Sorry if this repeats what others have said, I've been out of town and haven't
read everything.

An important point in the debates in Marxist anthropology and the
"articulation
of modes of production" debates regards a tension between the analysis of
precapitalist modes of production, usually based on Marx's _Formen_ in the
_Grundrisse_, and the notion of 'peripheral capitalism', where
social formations
are analyzed as on the surface appearing to maintain certain aspects of
precapitalist forms, but actually functioning as part of the larger capitalist
mode.

It would be hard to argue, I think, that what was going in a South African
bantustan represents a precapitalist mode--an analysis of
colonialist capitalism
intentionally maintaining pockets of subsistence activity to support a migrant
labor system based on superexploitation (wages below subsistence), and to
control the population (at the same time allowing some monetization--through
taxation--and commoditization to develop a market for some goods)--would seem
more appropriate.  The role of the bantustan in the reproduction of the larger
colonialist capitalism appears as fundamental.  But there are other
cases where
capitalist development was less severe and an analysis of articulation of a
precapitalist mode or modes--Germanic or domestic modes, e.g.--with
colonialist
and global capitalism would be more appropriate.

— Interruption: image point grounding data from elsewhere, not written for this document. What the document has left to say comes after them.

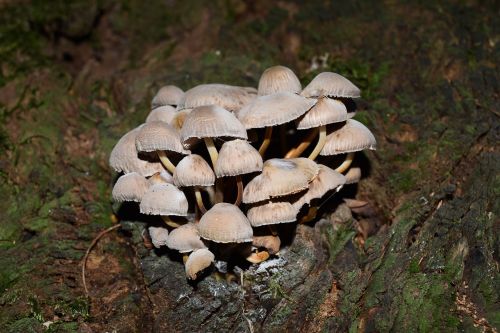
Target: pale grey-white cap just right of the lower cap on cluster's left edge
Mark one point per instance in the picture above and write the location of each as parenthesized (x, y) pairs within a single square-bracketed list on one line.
[(164, 199)]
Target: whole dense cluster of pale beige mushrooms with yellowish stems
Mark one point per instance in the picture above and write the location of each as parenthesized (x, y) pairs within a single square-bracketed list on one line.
[(207, 162)]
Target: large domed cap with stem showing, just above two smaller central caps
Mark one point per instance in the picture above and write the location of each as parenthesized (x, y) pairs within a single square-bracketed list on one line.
[(210, 122)]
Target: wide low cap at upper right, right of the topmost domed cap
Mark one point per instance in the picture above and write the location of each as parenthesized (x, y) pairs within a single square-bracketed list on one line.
[(331, 85)]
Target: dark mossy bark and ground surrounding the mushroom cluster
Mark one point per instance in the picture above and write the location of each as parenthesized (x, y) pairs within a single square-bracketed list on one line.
[(74, 77)]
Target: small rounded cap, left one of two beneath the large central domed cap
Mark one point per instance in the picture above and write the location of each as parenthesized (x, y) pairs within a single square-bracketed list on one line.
[(193, 170)]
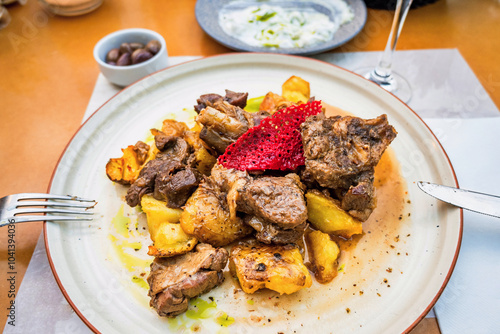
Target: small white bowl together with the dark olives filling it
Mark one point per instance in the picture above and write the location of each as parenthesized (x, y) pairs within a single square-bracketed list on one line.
[(128, 55)]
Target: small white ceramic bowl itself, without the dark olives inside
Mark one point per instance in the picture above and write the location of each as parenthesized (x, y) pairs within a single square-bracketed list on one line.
[(125, 75)]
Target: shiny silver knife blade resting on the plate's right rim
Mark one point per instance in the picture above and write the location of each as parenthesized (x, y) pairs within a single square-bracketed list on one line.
[(467, 199)]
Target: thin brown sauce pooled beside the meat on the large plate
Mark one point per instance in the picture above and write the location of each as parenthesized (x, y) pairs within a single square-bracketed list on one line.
[(365, 259)]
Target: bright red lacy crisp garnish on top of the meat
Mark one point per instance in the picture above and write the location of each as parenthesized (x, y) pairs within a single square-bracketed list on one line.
[(275, 143)]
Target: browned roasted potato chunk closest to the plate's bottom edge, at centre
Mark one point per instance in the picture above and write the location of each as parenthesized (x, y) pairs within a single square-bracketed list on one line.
[(278, 268)]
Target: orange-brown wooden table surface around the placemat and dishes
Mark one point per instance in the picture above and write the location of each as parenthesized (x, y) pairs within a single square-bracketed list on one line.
[(47, 73)]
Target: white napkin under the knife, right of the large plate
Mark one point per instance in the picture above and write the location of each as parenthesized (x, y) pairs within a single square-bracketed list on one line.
[(471, 300)]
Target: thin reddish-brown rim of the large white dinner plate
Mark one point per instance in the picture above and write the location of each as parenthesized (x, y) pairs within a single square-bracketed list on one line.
[(230, 55)]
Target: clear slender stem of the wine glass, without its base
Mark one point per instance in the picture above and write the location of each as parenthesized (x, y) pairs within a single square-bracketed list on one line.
[(383, 69)]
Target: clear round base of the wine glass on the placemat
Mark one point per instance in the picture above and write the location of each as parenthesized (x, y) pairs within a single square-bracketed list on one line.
[(394, 83)]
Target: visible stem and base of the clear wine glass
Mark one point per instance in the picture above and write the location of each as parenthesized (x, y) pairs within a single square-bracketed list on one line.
[(382, 74)]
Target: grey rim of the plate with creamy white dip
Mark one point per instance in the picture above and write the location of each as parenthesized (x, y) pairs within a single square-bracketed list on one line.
[(300, 52)]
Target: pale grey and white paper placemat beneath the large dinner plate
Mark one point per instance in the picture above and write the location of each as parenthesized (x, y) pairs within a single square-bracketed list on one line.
[(459, 111)]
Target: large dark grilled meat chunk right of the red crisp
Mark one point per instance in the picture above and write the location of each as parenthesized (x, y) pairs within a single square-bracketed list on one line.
[(337, 149)]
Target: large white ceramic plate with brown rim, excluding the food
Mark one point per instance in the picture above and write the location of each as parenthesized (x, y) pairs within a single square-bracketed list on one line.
[(395, 285)]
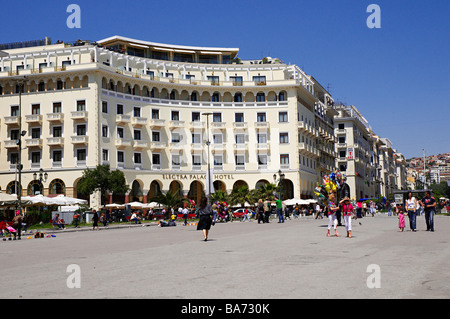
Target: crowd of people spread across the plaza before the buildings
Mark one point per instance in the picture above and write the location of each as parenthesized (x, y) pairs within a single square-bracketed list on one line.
[(333, 209)]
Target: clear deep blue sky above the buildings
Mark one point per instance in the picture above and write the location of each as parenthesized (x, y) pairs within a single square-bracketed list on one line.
[(397, 76)]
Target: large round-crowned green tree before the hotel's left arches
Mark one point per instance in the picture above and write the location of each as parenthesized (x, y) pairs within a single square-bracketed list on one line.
[(102, 179)]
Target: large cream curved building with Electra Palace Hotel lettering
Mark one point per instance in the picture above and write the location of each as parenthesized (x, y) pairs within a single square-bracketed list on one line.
[(142, 108)]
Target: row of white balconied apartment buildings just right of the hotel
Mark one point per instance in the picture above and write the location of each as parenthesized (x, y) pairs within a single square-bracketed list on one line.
[(366, 159)]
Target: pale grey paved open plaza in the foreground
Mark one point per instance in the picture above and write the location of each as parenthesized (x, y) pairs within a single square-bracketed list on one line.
[(241, 260)]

What determines whether an analysis of peripheral capitalism or a
precapitalist
mode in articulation with colonialist capitalism is more appropriate?  (Also,
can we speak of a 'peripheral capitalist' or 'peripheral colonial capitalist'
*mode of production*?).  The late Peter Rigby, discussing these issues, wrote:

"The basic issue around which all these questions revolve is this: does the
application of the concept of the Germanic (or other) mode of production...
really illuminate and lead to explanation not only of their *form*,
but also of
their actual and potential *transformation*?"
(_Persistent Pastoralists_, Zed Press, 1985).  Or, on the other hand, does the
application of the concept of a 'peripheral capitalist' mode...
answer the same
question?

mat

It's not a matter of typology but a question of historical transformation. Everyone here agrees that the area that came to be South Africa wasn't always capitalist; again, everyone here agrees that South Africa is now capitalist. The politically relevant questions are (A) when & how it became capitalist; (B) what changes within it have occurred since it became capitalist; (C) how A & B have impacted its relation to the rest of the world, & vice versa; & (D) what political implications A, B, & C have for socialists. After all, we as Marxists are in the business of social change, so we want to understand what changes, major & minor, have happened; what underlying mechanisms have given rise to the observable changes; what changes must be made to achieve social emancipation; what prospect for social emancipation the present offers; and so on.